Francesca Wilson in Peace and War
‘In my farewell speech I promised them that I would tell England about them – their talents, their vitality and the wretchedness of being homeless in the world.’
This promise was made by a Birmingham teacher at Föhrenwald Displaced Persons Camp outside Munich in 1946. Her name was Francesca Wilson (1888–1981) and she had spent the previous year working on behalf of the United Nations Relief and Rehabilitation Administration (UNRRA) with survivors of Dachau concentration camp. Francesca’s journey to Föhrenwald was only the most recent episode in a remarkable life dedicated to the relief of civilians displaced by war.
She is one of a number of Birmingham women who were active in international humanitarian causes in the first half of the twentieth century, many of them Quakers, whose stories deserve to be better known.

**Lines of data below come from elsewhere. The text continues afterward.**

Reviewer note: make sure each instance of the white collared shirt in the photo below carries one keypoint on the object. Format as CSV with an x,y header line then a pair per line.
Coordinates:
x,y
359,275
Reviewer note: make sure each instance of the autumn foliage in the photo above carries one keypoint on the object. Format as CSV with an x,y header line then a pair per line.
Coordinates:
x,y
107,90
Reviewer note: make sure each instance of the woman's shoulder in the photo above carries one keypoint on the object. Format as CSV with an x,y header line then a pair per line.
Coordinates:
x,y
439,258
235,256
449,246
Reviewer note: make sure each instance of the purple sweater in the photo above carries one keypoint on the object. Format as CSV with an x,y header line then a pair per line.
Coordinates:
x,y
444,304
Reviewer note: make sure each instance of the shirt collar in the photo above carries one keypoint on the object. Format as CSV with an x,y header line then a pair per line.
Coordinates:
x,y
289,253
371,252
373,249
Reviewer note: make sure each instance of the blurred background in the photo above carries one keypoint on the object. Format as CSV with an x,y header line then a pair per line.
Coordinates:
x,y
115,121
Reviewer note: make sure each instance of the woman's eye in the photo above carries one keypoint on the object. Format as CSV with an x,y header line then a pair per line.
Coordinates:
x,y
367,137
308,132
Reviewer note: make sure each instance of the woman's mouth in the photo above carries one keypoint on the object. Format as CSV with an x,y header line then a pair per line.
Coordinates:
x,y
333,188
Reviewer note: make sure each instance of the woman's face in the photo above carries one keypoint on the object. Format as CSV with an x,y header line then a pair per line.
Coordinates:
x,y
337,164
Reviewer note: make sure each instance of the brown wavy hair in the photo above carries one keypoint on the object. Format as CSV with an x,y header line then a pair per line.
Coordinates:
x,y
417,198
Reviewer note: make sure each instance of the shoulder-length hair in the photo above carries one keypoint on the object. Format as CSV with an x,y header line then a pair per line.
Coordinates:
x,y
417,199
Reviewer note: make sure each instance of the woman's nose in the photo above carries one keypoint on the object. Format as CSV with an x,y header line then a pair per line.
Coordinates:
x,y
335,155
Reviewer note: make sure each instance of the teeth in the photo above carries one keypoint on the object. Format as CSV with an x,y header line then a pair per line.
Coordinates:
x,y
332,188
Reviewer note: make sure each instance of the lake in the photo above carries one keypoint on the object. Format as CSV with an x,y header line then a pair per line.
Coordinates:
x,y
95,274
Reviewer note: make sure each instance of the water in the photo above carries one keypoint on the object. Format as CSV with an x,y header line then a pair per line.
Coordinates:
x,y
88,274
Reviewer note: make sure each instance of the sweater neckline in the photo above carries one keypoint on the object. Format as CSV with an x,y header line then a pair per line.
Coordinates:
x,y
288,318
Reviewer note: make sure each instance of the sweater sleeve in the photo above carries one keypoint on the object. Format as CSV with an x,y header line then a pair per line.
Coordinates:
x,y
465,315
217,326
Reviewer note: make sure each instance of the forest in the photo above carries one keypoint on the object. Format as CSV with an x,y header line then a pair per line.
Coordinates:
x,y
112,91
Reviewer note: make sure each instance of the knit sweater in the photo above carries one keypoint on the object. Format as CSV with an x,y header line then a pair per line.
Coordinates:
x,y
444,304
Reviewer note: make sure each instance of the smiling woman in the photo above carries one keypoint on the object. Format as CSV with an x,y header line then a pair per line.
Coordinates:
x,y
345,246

Francesca was born into a middle-class Quaker family in Newcastle upon Tyne on 1 January 1888, and although in later life she herself had an ambiguous relationship to religion, much of her humanitarian motivation can be traced to her Quaker heritage. Her own educational aspirations were encouraged by her father Robert, a pacifist with an international outlook. He ensured that Francesca received an advanced education for a girl at the time: she attended the Central Newcastle High School for Girls, then Newnham College, Cambridge. Whilst teaching in Gravesend during the First World War she became involved with Belgian refugees, an encounter which had a long-lasting impact.